O pernambucano Jayse Ferreira, de 38 anos, puxou pela veia artística de seus alunos na pequena Itambé, cidade pernambucana na divisa com a Paraíba. Comovido com a paixão deles pela saga Harry Potter – e isso em uma cidade que nem cinema tem –, ele levou as aventuras do bruxinho britânico para dentro da sala de aula. Professor de arte do Ensino Médio, Ferreira produziu, junto com
com os estudantes, o curta-metragem Harry Potter, O Recomeço, obra que chegou a figurar na página oficial da saga. Animado, o grupo filmou outro curta, este baseado no jogo Minecraft. A turma também se envolveu em um ensaio fotográfico com roupas típicas de vários países do mundo. Em 2017, graças a uma parceria com um shopping em João Pessoa (a capital mais próxima), o professor levou os alunos ao cinema pela primeira vez.

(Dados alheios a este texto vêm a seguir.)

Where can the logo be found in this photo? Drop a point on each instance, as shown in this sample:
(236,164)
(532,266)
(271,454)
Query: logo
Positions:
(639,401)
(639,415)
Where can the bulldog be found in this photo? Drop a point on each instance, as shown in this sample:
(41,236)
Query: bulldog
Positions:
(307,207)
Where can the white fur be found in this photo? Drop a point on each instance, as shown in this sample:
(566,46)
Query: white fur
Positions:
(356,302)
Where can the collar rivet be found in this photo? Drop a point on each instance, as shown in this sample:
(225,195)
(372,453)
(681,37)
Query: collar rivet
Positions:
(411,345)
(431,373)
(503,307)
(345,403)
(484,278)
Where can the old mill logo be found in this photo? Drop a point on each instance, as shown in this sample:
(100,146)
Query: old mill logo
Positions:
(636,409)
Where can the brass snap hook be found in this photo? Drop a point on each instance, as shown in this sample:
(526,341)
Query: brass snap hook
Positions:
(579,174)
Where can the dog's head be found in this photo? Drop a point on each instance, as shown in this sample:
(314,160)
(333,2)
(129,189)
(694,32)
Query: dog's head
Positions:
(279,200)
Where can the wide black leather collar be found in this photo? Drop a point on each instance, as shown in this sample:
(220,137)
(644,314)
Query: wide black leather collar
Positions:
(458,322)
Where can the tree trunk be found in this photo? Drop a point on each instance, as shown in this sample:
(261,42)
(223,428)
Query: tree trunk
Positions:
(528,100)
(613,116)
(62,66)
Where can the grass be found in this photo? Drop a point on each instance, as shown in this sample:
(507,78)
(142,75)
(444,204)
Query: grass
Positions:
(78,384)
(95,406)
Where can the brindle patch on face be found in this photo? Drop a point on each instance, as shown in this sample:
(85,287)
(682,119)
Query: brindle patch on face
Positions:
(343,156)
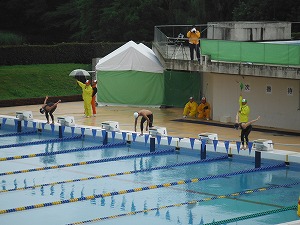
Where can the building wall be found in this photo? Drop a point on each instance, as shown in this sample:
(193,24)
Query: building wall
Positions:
(276,100)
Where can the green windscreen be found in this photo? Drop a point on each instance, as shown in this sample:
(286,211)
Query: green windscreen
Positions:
(130,87)
(179,86)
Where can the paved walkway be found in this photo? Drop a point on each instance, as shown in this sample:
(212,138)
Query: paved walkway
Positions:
(162,117)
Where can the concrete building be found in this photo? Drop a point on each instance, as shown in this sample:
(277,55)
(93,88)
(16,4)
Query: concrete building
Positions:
(272,89)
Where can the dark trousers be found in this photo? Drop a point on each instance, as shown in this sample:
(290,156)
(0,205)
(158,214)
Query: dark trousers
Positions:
(194,47)
(245,134)
(143,120)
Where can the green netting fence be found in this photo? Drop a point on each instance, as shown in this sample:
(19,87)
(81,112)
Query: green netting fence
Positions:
(264,53)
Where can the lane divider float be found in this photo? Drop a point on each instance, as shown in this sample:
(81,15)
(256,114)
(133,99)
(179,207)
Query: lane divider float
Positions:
(116,174)
(151,187)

Foi a combinação de originalidade e simplicidade, aliada aos bons resultados medidos no boletim dos alunos e na frequência escolar, que renderam a Débora e Ferreira um lugar entre os 50 professores finalistas da quinta edição do Global Teacher Prize, premiação promovida pela Fundação Varkey e considerada uma espécie de Prêmio Nobel da educação. Os dois professores brasileiros foram selecionados entre mais de 10 mil candidatos de 179 países. No ano passado, o paulista Diego Mahfouz, diretor da Escola Darcy Ribeiro, em São José do Rio Preto, ficou entre os 10 melhores. A vencedora foi a britânica Andrea Zafirakou, responsável por uma escola na periferia de Londres que acolhe refugiados e possui alunos de mais de 100 etnias.

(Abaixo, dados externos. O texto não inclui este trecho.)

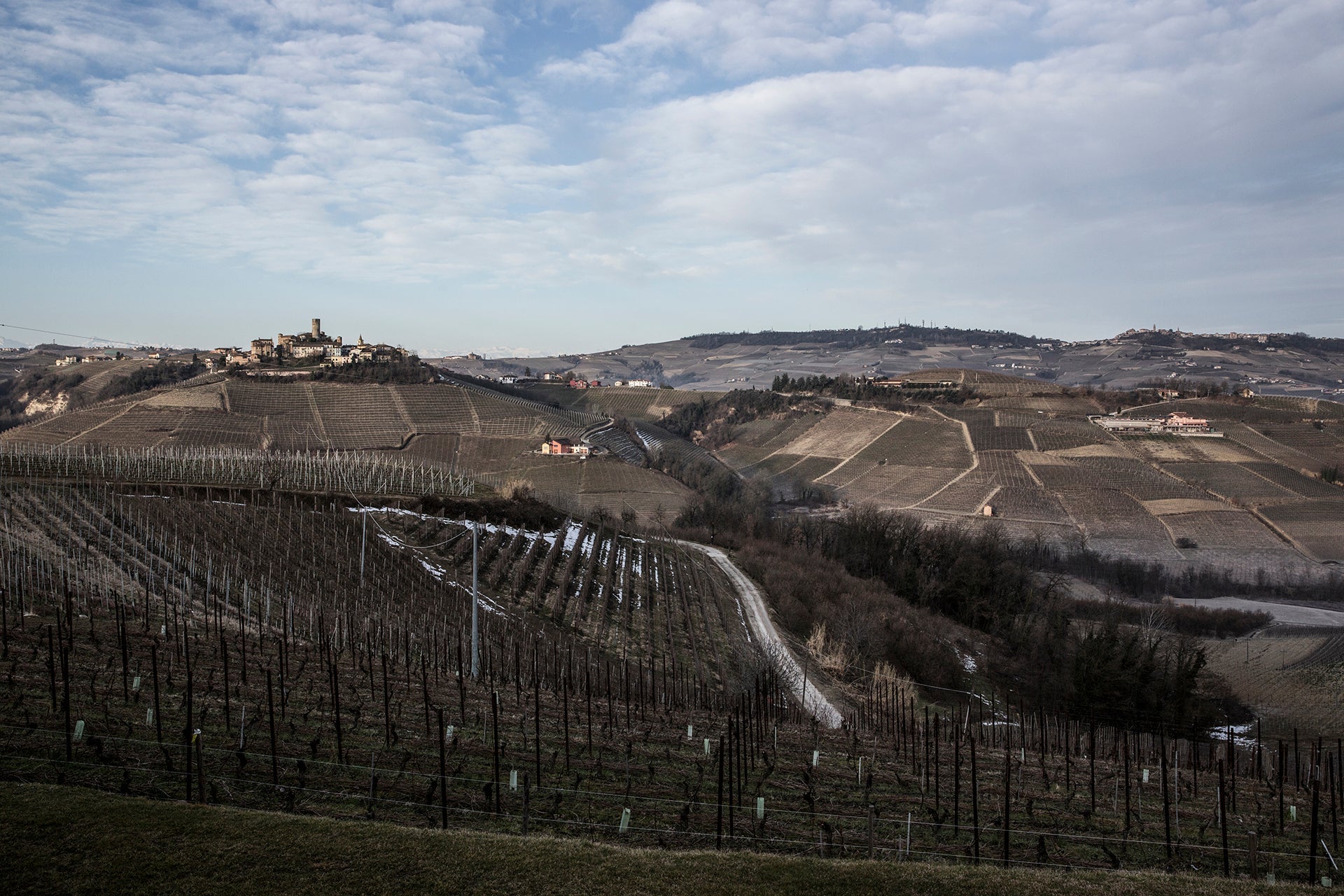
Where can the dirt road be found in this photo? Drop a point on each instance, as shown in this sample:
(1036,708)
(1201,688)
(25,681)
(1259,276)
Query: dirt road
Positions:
(765,633)
(1282,613)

“Passei por um grande teste de resistência, porque minha comunidade era muito machista”, disse Débora, à VEJA. “Não é comum ver uma mulher trabalhando com robótica. Tive que conquistar as meninas também, ensinar que podiam ser o que quiserem e, depois, conquistar a comunidade. Meus colegas aprovaram logo de cara, mas senti falta de parcerias”, explica a professora, que aprendeu programação sozinha, através de tutoriais na internet. O apoio maciço veio com a queda da evasão escolar. “São crianças que não têm nenhum acesso à tecnologia e descobriram o ouro quando se viram construindo seus próprios brinquedos”, comemora Débora. O objetivo, atualmente, é mostrar que sua ideia pode ser adotada em qualquer escola – um dos critérios do prêmio é justamente a reprodutibilidade dos projetos.

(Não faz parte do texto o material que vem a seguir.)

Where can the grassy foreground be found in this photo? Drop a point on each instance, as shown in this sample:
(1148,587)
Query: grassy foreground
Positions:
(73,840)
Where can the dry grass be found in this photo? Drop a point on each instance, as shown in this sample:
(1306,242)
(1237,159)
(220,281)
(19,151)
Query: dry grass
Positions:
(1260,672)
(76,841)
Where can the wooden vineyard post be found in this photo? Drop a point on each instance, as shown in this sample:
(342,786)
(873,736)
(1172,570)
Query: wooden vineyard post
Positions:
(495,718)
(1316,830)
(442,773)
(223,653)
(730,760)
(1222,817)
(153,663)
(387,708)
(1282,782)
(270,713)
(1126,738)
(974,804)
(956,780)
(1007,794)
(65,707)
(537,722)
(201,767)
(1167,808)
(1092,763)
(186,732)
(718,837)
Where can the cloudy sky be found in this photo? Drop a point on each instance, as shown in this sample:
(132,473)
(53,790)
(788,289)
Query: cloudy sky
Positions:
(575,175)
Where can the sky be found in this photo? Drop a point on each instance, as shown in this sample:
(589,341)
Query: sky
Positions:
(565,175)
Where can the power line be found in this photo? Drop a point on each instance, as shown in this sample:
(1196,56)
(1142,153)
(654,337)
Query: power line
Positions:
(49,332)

Para a produção do ensaio fotográfico e dos curta-metragem, Ferreira precisou, como sempre, driblar a falta de recursos – além de alguma resistência da escola. “A maioria é filho de cortador de cana, não posso pedir muito deles. O jeito é ir ao comércio atrás de contribuição de roupa, ir ao cabeleireiro conseguir maquiagem e penteados, enfim, envolver a comunidade inteira”, diz o professor, formado em arte e filosofia, que diz ter buscado inspiração em uma professora da faculdade. “Ela sempre me dizia: dê a aula que você gostaria de assistir. Por isso, pergunto sempre aos alunos do que eles gostam. Os professores estão acostumados com todo mundo quietinho e a minha sala de aula é barulhenta”, afirma.
O prêmio máximo do Global Teacher Prize é de 1 milhão de dólares. O vencedor será anunciado no Fórum Global de Educação e Habilidades, em Dubai, em 24 de março de 2019.